Il Banco Popolare abbraccia definitivamente il modello della «banca unica», inglobando anche il Credito Bergamasco e Italease. Il riassetto, da cui si salva come controllata solo Aletti per il private banking, permette all'ad Pier Francesco Saviotti di togliere altra «ruggine» dalla struttura del gruppo, in vista dell'avvio della Vigilanza europea e della stretta di Basilea 3: il Banco stima un beneficio superiore a 50 punti base in termini di solidità patrimoniale come common equity.
L'incorporazione del Creberg poggia su uno scambio azionario, quindi Verona aumenta il capitale per 300 milioni, emettendo 157 milioni di azioni a servizio del concambio: i soci dell'istituto orobico incasseranno prima della fusione 55 centesimi di dividendo, e si vedranno riconoscere 11,5 azioni del Banco per ogni titolo posseduto. Lo schema, secondo i calcoli, equivale a un premio dell'11,5% rispetto ai prezzi di lunedì in Borsa. Lo status di «spa» del Creberg assegna poi il diritto di recesso agli azionisti che non vorranno traslocare nella cooperativa capogruppo: le minoranze rappresentano circa il 25% del capitale.

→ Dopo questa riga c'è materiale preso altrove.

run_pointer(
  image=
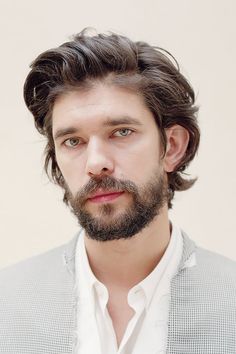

Come è accaduto nel 2011 per le altre banche reti cancellate, il Creberg sarà sostituito poi da una divisione territoriale bergamasca, dotata di un suo «comitato territoriale», così come resterà attiva la sua Fondazione. È tutto quello che resterà nella popolare veronese della struttura a grappolo adottata, spesso in modo ridondante, da molti istituti di territorio. Le assemblee sono previste il 24 e il 25 aprile, così da rendere operativo il riassetto entro giugno. Sarà ricollocata all'interno, diventando una divisione, anche Italease, la cui ristrutturazione continua a pesare sui bilanci.
La decisione di assorbire anche le ultime controllate, superando le residue resistenze locali, combacia con la spending review che a giugno aveva visto Saviotti riorganizzare l'intera rete tra filiali principali («hub») e satellite («spoke»). Erano stati sacrificati 63 sportelli non più funzionali e affidato il compito di seguire il large corporate alla direzione generale, così da concentrare gli sforzi in periferia su famiglie e piccole imprese.
In sostanza nel 2014 si completarà il rilancio del Banco Popolare, forse rafforzato da qualche cessione, così da presentarsi più solidi al successivo consolidamento del credito in Italia.